Afiliasi Sekartaji meminta kepada DPRD Kota Kediri untuk membuat pernyataan sikap yang sama dengan kelima tuntutan mereka. DPRD Kota Kediri akhirnya menandatangani surat pernyataan itu setelah massa aksi meminta DPRD dari semua fraksi untuk keluar menemui mereka yang sudah menunggu di bawah guyuran hujan. Tidak sampai disitu saja, massa aksi juga mengancam akan membawa massa yang lebih besar jika dalam waktu 4 hari surat tidak juga dikirimkan ke Presiden dan DPR RI serta harga BBM tidak kunjung turun.
“Akan tetapi ketika dalam waktu 4 hari BBM belum turun dan stabil, maka kita akan turun aksi kembali dengan massa yang lebih besar,” ujar Benning.
Aksi yang dihadiri oleh beberapa elemen masyarakat itu berjalan dengan lancar dan kondusif. Meski begitu, ketika massa aksi sampai di depan gedung DPRD Kota Kediri, mereka mendapatkan tindakan yang kurang mengenakkan oleh aparat kepolisian.
“Kemarin kita malah di halang-halangi untuk menyampaikan aspirasi. Polisi malah membuat kegaduhan dengan suara yang lebih kencang daripada kawan-kawan massa aksi yang menggunakan megaphone,” kata Benning.
Menurutnya, aparat seharusnya mengamankan dan mengawal kelancaran aksi sebagai salah satu bentuk demokrasi, bukan malah menghalang-halangi penyampaian pendapat dengan suara keras sebagai tandingan.

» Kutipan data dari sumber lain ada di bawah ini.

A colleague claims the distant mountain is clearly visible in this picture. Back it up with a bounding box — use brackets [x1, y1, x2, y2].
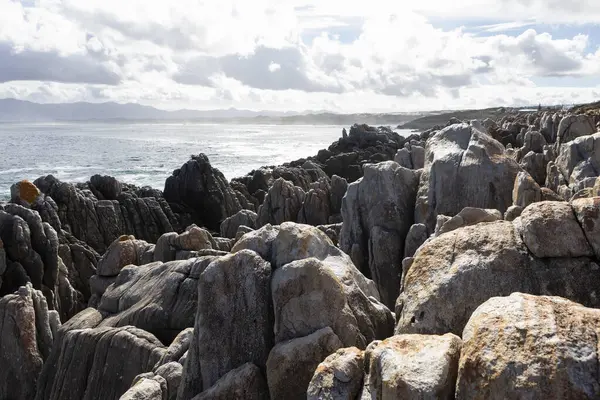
[0, 99, 424, 125]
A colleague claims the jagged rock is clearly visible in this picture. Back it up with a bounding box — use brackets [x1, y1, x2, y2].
[98, 257, 215, 343]
[10, 180, 42, 207]
[36, 326, 165, 400]
[306, 347, 364, 400]
[513, 171, 542, 208]
[396, 219, 600, 335]
[178, 250, 273, 399]
[519, 201, 594, 258]
[435, 207, 502, 236]
[415, 124, 521, 232]
[267, 328, 342, 400]
[256, 178, 306, 227]
[297, 182, 331, 226]
[340, 161, 419, 307]
[192, 363, 269, 400]
[164, 154, 242, 230]
[221, 210, 258, 238]
[232, 222, 393, 348]
[365, 333, 462, 400]
[0, 284, 60, 400]
[329, 175, 348, 215]
[96, 235, 151, 277]
[456, 293, 600, 400]
[504, 206, 523, 221]
[557, 115, 596, 144]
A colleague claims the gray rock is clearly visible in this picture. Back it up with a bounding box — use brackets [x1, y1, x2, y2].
[340, 161, 419, 307]
[98, 257, 215, 343]
[192, 363, 269, 400]
[365, 333, 462, 400]
[557, 115, 596, 144]
[415, 124, 521, 232]
[456, 293, 600, 400]
[267, 328, 342, 400]
[164, 154, 242, 230]
[519, 201, 594, 258]
[256, 178, 306, 227]
[178, 250, 273, 399]
[221, 210, 258, 238]
[306, 347, 364, 400]
[513, 171, 542, 208]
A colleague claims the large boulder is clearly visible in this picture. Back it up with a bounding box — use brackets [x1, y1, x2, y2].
[178, 250, 273, 399]
[164, 154, 242, 230]
[396, 212, 600, 335]
[415, 124, 521, 233]
[340, 161, 419, 308]
[0, 284, 60, 400]
[365, 333, 462, 400]
[267, 328, 342, 400]
[456, 293, 600, 400]
[256, 178, 306, 227]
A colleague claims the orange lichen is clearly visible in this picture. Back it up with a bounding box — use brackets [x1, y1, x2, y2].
[19, 180, 40, 204]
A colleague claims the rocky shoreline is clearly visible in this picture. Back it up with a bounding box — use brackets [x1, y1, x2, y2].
[0, 109, 600, 400]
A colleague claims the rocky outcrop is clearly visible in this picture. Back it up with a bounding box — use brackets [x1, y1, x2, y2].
[0, 284, 60, 400]
[396, 199, 600, 334]
[415, 124, 521, 233]
[34, 175, 179, 254]
[164, 154, 242, 230]
[256, 178, 306, 227]
[340, 161, 419, 307]
[456, 293, 600, 399]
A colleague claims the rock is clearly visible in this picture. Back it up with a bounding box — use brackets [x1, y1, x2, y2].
[520, 201, 594, 258]
[164, 154, 242, 230]
[306, 347, 364, 400]
[98, 257, 215, 343]
[256, 178, 306, 227]
[178, 250, 273, 399]
[557, 115, 596, 144]
[504, 206, 523, 221]
[10, 180, 42, 207]
[267, 328, 342, 400]
[221, 210, 258, 238]
[192, 363, 269, 400]
[329, 175, 348, 215]
[0, 284, 60, 400]
[513, 172, 542, 208]
[340, 161, 419, 307]
[456, 293, 600, 399]
[36, 326, 165, 400]
[571, 197, 600, 259]
[365, 333, 462, 400]
[415, 124, 521, 232]
[435, 207, 502, 236]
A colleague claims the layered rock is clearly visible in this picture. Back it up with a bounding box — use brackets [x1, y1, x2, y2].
[415, 124, 521, 232]
[456, 293, 600, 399]
[164, 154, 242, 230]
[340, 161, 419, 307]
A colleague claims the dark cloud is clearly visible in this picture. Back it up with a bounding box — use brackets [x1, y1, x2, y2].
[0, 42, 120, 85]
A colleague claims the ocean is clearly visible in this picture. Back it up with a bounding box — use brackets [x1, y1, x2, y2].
[0, 123, 412, 200]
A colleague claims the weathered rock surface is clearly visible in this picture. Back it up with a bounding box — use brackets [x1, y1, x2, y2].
[365, 333, 462, 400]
[340, 161, 419, 307]
[456, 293, 600, 399]
[0, 284, 60, 400]
[164, 154, 242, 230]
[415, 124, 521, 232]
[306, 347, 364, 400]
[267, 328, 342, 400]
[178, 250, 273, 399]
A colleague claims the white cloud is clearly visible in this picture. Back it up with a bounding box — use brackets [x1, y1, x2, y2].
[0, 0, 600, 111]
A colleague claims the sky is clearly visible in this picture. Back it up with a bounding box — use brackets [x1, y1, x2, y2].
[0, 0, 600, 112]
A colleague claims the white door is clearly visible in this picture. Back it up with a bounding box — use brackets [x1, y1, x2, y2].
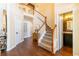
[15, 19, 20, 44]
[24, 21, 32, 38]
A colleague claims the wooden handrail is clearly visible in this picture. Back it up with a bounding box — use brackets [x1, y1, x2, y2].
[18, 3, 47, 32]
[38, 23, 45, 32]
[34, 10, 46, 17]
[52, 25, 57, 52]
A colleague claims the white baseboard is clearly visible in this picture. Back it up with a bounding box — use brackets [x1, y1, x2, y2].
[6, 45, 16, 51]
[38, 31, 46, 45]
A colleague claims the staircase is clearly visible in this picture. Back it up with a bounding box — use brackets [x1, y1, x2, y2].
[39, 25, 53, 52]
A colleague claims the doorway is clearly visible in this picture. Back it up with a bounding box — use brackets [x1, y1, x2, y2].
[0, 10, 7, 51]
[24, 16, 33, 38]
[58, 11, 73, 54]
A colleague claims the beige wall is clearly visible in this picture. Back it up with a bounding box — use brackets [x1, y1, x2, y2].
[35, 3, 55, 29]
[7, 4, 23, 51]
[73, 4, 79, 56]
[54, 3, 74, 53]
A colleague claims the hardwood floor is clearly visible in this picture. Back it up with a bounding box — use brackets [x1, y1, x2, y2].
[1, 38, 72, 56]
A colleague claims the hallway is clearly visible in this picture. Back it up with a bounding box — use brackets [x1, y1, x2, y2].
[1, 38, 72, 56]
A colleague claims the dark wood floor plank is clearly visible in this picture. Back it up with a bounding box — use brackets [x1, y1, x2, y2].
[1, 37, 72, 56]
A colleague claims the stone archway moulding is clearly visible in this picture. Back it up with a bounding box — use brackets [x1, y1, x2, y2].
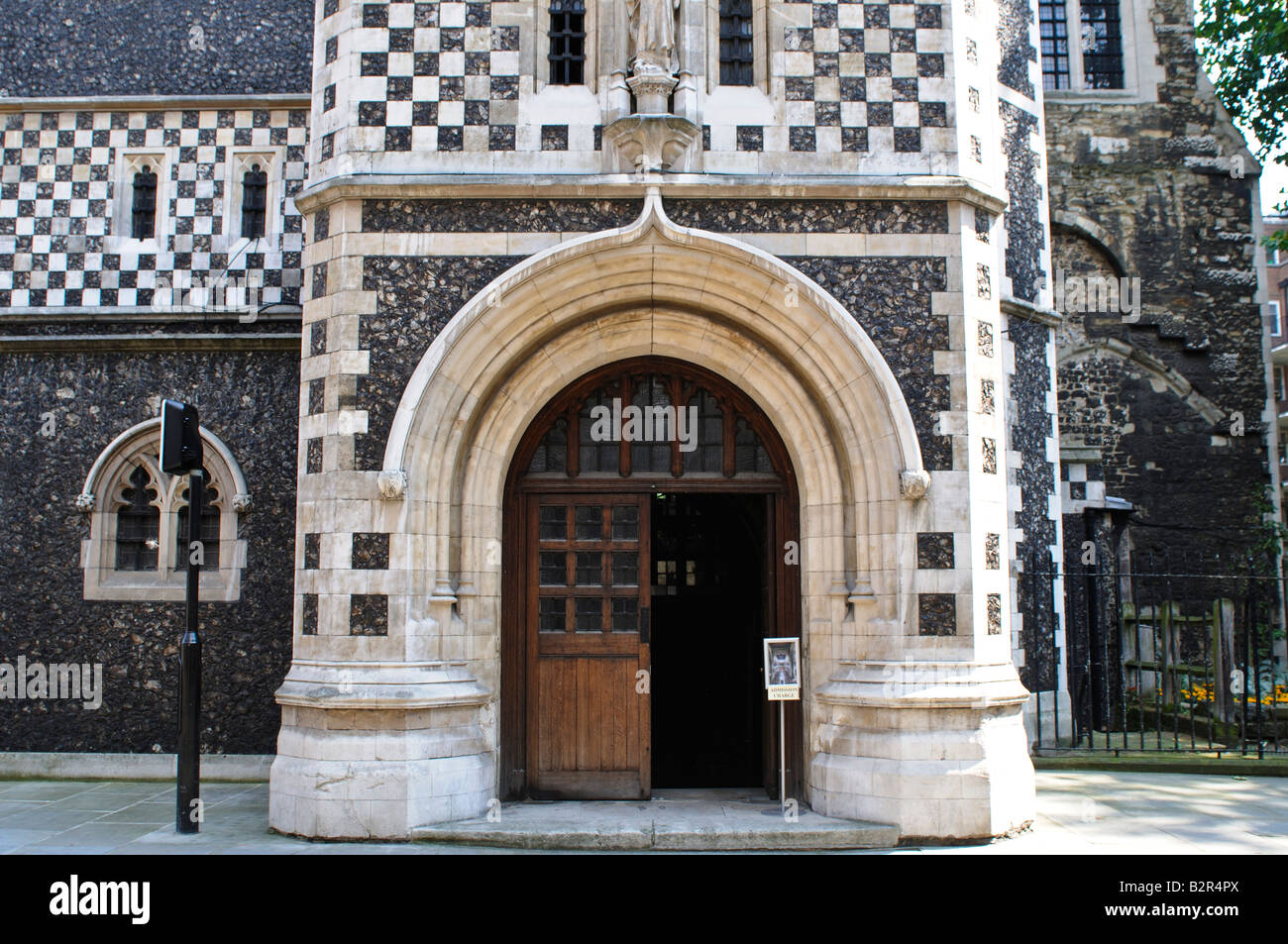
[380, 189, 928, 618]
[269, 188, 1033, 837]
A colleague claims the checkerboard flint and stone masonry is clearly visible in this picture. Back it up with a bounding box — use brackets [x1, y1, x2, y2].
[0, 107, 308, 308]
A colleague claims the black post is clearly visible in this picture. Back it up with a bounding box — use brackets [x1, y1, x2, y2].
[175, 468, 205, 833]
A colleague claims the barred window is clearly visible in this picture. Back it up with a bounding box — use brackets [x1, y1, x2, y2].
[116, 465, 161, 571]
[720, 0, 755, 85]
[242, 163, 268, 240]
[1038, 0, 1069, 91]
[76, 417, 250, 602]
[1082, 0, 1124, 89]
[548, 0, 587, 85]
[132, 167, 158, 240]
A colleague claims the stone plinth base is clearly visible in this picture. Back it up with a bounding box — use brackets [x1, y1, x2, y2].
[808, 664, 1037, 841]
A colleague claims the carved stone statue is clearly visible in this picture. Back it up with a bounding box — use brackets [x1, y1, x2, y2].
[626, 0, 680, 74]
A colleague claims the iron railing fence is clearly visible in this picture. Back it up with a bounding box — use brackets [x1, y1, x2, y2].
[1020, 555, 1288, 759]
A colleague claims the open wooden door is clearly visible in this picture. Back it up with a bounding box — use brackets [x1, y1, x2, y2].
[525, 494, 652, 799]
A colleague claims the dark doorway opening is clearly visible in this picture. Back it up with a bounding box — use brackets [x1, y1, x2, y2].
[651, 492, 773, 788]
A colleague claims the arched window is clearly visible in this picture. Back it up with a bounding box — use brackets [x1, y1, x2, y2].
[520, 358, 787, 481]
[116, 465, 161, 571]
[130, 166, 158, 240]
[176, 469, 220, 571]
[242, 163, 268, 240]
[1038, 0, 1126, 91]
[76, 419, 250, 601]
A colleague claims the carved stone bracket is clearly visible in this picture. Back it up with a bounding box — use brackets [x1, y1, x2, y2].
[899, 469, 930, 499]
[376, 469, 407, 501]
[604, 115, 698, 174]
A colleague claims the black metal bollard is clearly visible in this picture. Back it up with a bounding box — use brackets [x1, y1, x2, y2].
[174, 469, 205, 833]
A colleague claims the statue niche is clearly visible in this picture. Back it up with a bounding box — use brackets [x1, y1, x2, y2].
[626, 0, 680, 76]
[604, 0, 698, 172]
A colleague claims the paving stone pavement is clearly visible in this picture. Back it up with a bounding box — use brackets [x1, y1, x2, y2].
[0, 770, 1288, 855]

Meski mendapat perlakuan yang kurang menyenangkan yang sebenarnya dapat memberikan dampak psikologis kepada mereka, massa aksi tetap semangat dalam perjuangannya sampai akhir.
“Kemarin kita tetap semangat untuk berjuang dan kawan-kawan tetap kondusif dan aman walaupun hal tersebut sangat di sayangkan karena dapat menekan psikologis massa aksi,” kata Benning.
Salah satu peserta aksi, Dhimas Andrean, juga menyesalkan sambutan dari aparat yang memberikan peringatan kepada peserta aksi yang menurutnya berlebihan.
“Sedikit menyesalkan adanya sambutan yang diberikan oleh aparat dengan langsung memberi peringatan kepada massa aksi terkait apa yang boleh dan apa yang tidak boleh, padahal kita juga belum menyampaikan aspirasi,” ujarnya.
Pihak aparat sendiri berdalih dalam pengumumanya bahwa hal itu merupakan cara agar massa aksi bersikap tertib, kondusif, dan tidak anarkis. Selain itu juga agar tidak mengganggu kelancaran ibadah puasa warga sekitar lokasi aksi.
Terakhir, sebagai massa aksi, Dhimas berharap agar lembaga legislatif dan eksekutif mau mendengar dan menuruti tuntutan dari massa aksi. Selain itu, ia juga berharap agar tuntutan mereka tidak hanya ditandatangani saja, tetapi juga direalisasikan. “Jadi ndak hanya sekedar tanda tangan lembar yang berisi tuntutan, namun juga harus mewujudkan tuntutan-tuntutan,” tegasnya.